Can we accept that Norwegian political priorities are to be based on a Gallup survey of 350 randomly selected persons in Northern England (with approximately 60 % attrition) on how long they would be willing to live with various degrees of symptoms and reduced ability to function? Is the questionnaire technique involved, asking people to weigh years of life in full health against years of life with reduced health, at all acceptable as a method for arriving at a decimal fraction for the value of life? If so, can we estimate the value of those 81 835 health conditions that were not evaluated directly by using regression analyses based on those 85 that were actually assessed? When cost estimates differ by 24 %, is it OK to simply use the average?
The complexity of the methods partly serves to conceal plain errors, as seen in the study done by the Norwegian Medicines Agency (6 ). More seriously, value choices are here presented as if they were calculations with an exact answer.
It is fine to have an opinion regarding whether NOK 53 – 80 million per year is too much to pay to permit approximately 150 patients with advanced melanoma increase their chances of long-term survival from near zero to around 20 %. This question can be debated openly, counterarguments can be put forward, and the electorate can let their vote be swayed by the response from the politicians.
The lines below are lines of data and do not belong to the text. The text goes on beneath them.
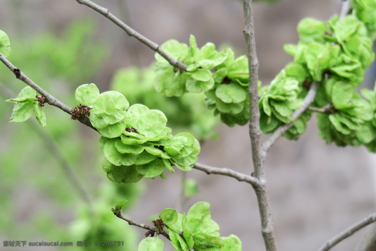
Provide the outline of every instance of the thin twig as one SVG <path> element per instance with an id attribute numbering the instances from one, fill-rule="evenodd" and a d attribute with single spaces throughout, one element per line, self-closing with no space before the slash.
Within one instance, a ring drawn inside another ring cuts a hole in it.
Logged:
<path id="1" fill-rule="evenodd" d="M 156 228 L 152 228 L 150 227 L 149 227 L 149 226 L 147 226 L 145 224 L 140 224 L 139 223 L 135 222 L 127 219 L 123 216 L 121 214 L 121 212 L 119 212 L 118 214 L 114 213 L 114 214 L 117 216 L 118 218 L 120 218 L 120 219 L 124 220 L 126 221 L 130 225 L 136 226 L 136 227 L 140 227 L 141 228 L 144 228 L 144 229 L 146 229 L 150 231 L 153 231 L 153 232 L 155 232 L 158 233 L 160 234 L 170 240 L 170 236 L 168 235 L 168 234 L 165 232 L 162 232 Z"/>
<path id="2" fill-rule="evenodd" d="M 133 26 L 130 21 L 130 17 L 129 11 L 128 8 L 128 3 L 127 0 L 117 0 L 117 5 L 120 12 L 120 17 L 121 19 L 124 20 L 126 23 L 128 24 L 130 26 Z M 125 35 L 126 34 L 124 34 Z M 126 36 L 125 36 L 126 37 Z M 141 67 L 141 56 L 140 56 L 139 50 L 138 49 L 138 42 L 132 38 L 125 37 L 125 44 L 127 48 L 127 52 L 129 55 L 130 62 L 132 64 L 135 64 L 137 66 Z M 138 43 L 136 44 L 136 43 Z"/>
<path id="3" fill-rule="evenodd" d="M 340 242 L 353 234 L 357 231 L 375 221 L 376 221 L 376 213 L 349 227 L 338 235 L 329 240 L 320 248 L 318 251 L 329 250 Z"/>
<path id="4" fill-rule="evenodd" d="M 260 129 L 260 111 L 257 82 L 258 61 L 256 54 L 255 30 L 252 12 L 252 0 L 243 0 L 244 25 L 244 34 L 247 44 L 247 57 L 249 71 L 250 121 L 249 136 L 252 146 L 252 159 L 255 169 L 255 177 L 261 181 L 261 185 L 253 187 L 258 202 L 259 211 L 261 222 L 261 233 L 267 251 L 276 251 L 275 238 L 273 220 L 269 203 L 269 195 L 265 183 L 263 161 L 261 155 Z"/>
<path id="5" fill-rule="evenodd" d="M 315 100 L 315 96 L 316 96 L 316 93 L 317 91 L 317 88 L 320 85 L 320 82 L 314 81 L 311 85 L 309 90 L 307 94 L 307 96 L 304 98 L 303 101 L 303 104 L 299 109 L 294 112 L 294 113 L 291 116 L 293 118 L 293 121 L 288 123 L 282 125 L 276 130 L 273 134 L 271 135 L 269 138 L 262 144 L 262 148 L 263 152 L 262 155 L 263 158 L 265 158 L 266 155 L 266 152 L 273 145 L 276 141 L 280 136 L 282 136 L 283 134 L 285 133 L 293 125 L 295 121 L 305 111 L 309 105 L 313 102 Z"/>
<path id="6" fill-rule="evenodd" d="M 123 29 L 129 35 L 135 38 L 156 52 L 159 53 L 167 60 L 171 65 L 183 70 L 186 71 L 187 68 L 188 67 L 187 65 L 171 57 L 165 52 L 161 49 L 159 45 L 144 37 L 122 22 L 120 19 L 114 15 L 107 9 L 101 7 L 89 0 L 76 0 L 76 1 L 79 3 L 86 5 L 109 19 L 114 23 Z"/>
<path id="7" fill-rule="evenodd" d="M 249 183 L 254 187 L 258 187 L 261 185 L 260 180 L 257 178 L 238 172 L 229 168 L 214 167 L 197 163 L 194 164 L 193 168 L 205 172 L 208 174 L 219 174 L 232 177 L 240 181 Z"/>
<path id="8" fill-rule="evenodd" d="M 31 79 L 28 78 L 27 76 L 21 71 L 19 69 L 17 68 L 15 66 L 12 64 L 11 62 L 1 54 L 0 54 L 0 61 L 4 63 L 4 64 L 6 65 L 12 71 L 12 72 L 14 73 L 14 75 L 16 75 L 17 78 L 23 81 L 30 87 L 35 90 L 38 93 L 44 97 L 45 100 L 49 105 L 56 106 L 69 115 L 71 114 L 71 108 L 55 99 L 52 95 L 40 87 L 38 85 L 33 82 Z M 85 125 L 98 131 L 97 129 L 91 125 L 90 120 L 87 117 L 85 116 L 84 117 L 80 118 L 78 120 L 84 125 Z"/>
However, when the Norwegian Medicines Agency calculates that ipilimumab costs NOK 990 739 per QALY, the question is transformed into technical sophistry, with which it is impossible to agree or disagree. In terms of democracy and ethics, this is reprehensible, and it means that the agency’s bureaucrats are acting as politicians, but masquerading as researchers.
In the ipilimumab case, it gradually became obvious that the pharmacoeconomic analyses returned answers that were at odds with what most people found reasonable. Therefore, Støre needed to find a way to annul all the calculations made by the civil service, but preferably without making this about-turn appear too obvious.
The pretext was to launch a government-funded research project on predictors of the effect of ipilimumab. Thereby, all relevant patients could receive this as an «investigational drug». The reality is that all patients for whom the medical professionals determine an indication are permanently assured treatment with ipilimumab.
However, the regulations on how pharmacoeconomic analyses are to be performed have not been amended (10 ). It’s about time they were. Those who have a political point of view should declare it, and not disguise it as quasi-scientific mumbo-jumbo.